Разработанный ранее высокоэффективный метод криоконсервирования нормозооспермического эякулята был применен для единичных эпидидимальных спермиев с целью использования в программах вспомогательных репродуктивных технологий (ВРТ). Клетки охлаждали в капиллярах с раствором 20% сахарозы и 15% глицерина от 22 до –35°С со скоростью 1 град/мин, от –35 до –70°С со скоростью 20 град/мин, а затем микрокапилляры погружали в жидкий азот. После отогрева выживаемость сперматозоидов составила 92%. Ооциты оплодотворяли микроинъекцией единичного спермия, после культивирования и оценки качества эмбрион переносили в полость матки. Частота наступления беременности после использования криоконсервированных спермиев была выше (53,1%), чем свежеаспирированных клеток (46,1%). Таким образом показана применимость использованного метода криоконсервирования в ВРТ для пациентов с азооспермией.

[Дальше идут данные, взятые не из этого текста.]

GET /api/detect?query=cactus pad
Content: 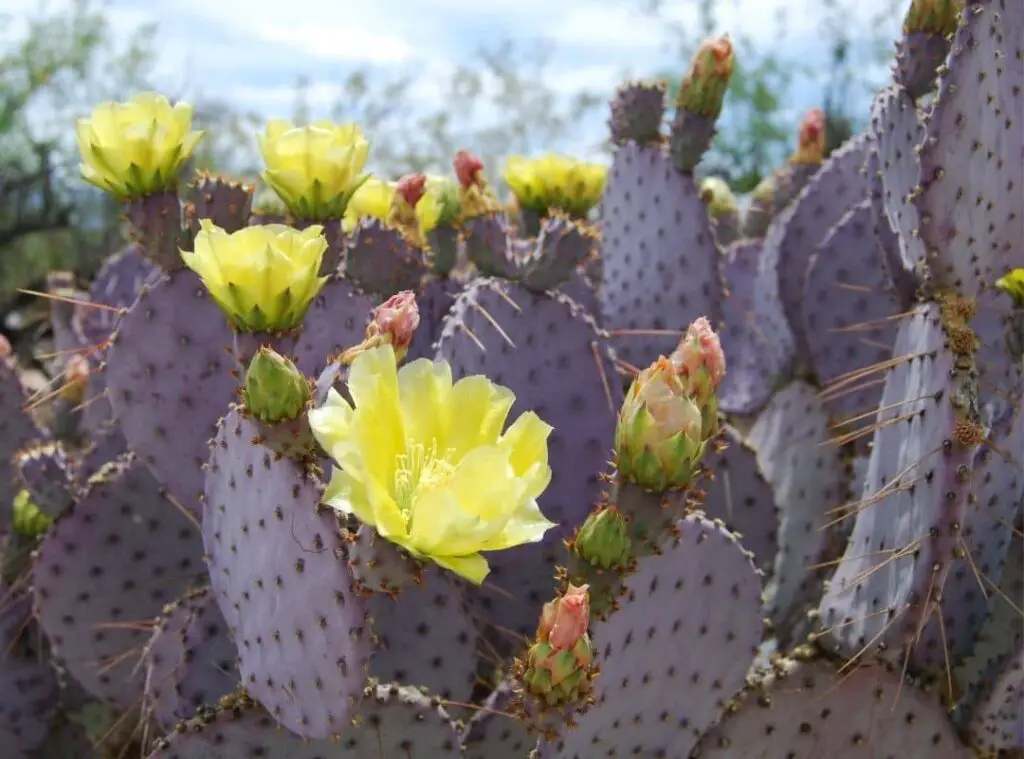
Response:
[144,590,209,727]
[697,661,970,759]
[601,142,723,367]
[150,685,461,759]
[203,409,371,739]
[437,279,622,634]
[540,516,763,759]
[288,277,374,376]
[913,0,1024,297]
[700,425,778,575]
[761,135,868,357]
[819,304,966,671]
[104,269,238,513]
[749,381,848,644]
[803,200,899,426]
[870,87,925,269]
[174,592,241,719]
[463,680,537,759]
[0,585,58,756]
[718,240,793,414]
[345,218,428,298]
[33,454,204,707]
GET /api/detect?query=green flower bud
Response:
[243,346,310,422]
[572,506,632,570]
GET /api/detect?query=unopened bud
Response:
[243,346,310,422]
[57,353,90,404]
[452,151,483,189]
[995,268,1024,308]
[790,108,825,165]
[572,506,631,570]
[338,290,420,365]
[615,355,705,493]
[676,35,736,119]
[700,176,738,219]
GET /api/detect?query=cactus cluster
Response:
[0,0,1024,759]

Розроблений раніше високоефективний метод кріоконсервування нормозооспермічного еякуляту було застосовано для поодиноких епідидімальних сперміїв з метою використання в програмах допоміжних репродуктивних технологій (ДРТ). Клітини охолоджували в капілярах з розчином 20% сахарози і 15% гліцерину від 22 до –35°С зі швидкістю 1 град/хв, від –35 до –70°С зі швидкістю 20 град/хв, а потім мікрокапіляри занурювали в рідкий азот. Після відігріву виживаність сперматозоїдів склала 92%. Ооцити запліднювали мікроін’єкцією поодинокого спермія, після культивування та оціювання якості ембріон переносили до порожнини матки. Частота настання вагітності після використання кріоконсервованих сперміїв була вищою (53,1%), ніж свіжоаспірованих клітин (46,1%). Таким чином, показано придатність застосованого методу кріоконсервування в ДРТ для пацієнтів з азооспермією.
Previously developed highly effective method for cryopreservation of normozoospermic ejaculate was applied for single epididymal spermatozoa for following using in assisted reproductive technologies (ART). The cells were cooled in microcapillaries with solution of 20% sucrose and 15% glycerol from 22 down to –35°C with rate of 1 deg/min, from –35 down to –70°C with rate of 20 deg/min and thereafter plunged into liquid nitrogen. Post-thaw survival of spermatozoa was 92%. Oocytes were fertilized by injection of single spermatozoa, the embryos were cultured, assessed for pronuclei peresence and transfered into uterus. Pregnancy rate after using cryopreserved cells was higher (53.1%) than after using fresh asperated cells (46.1%). Thus the utilized method of cryopreservation could be effectively used in ART for patients with azoospermy.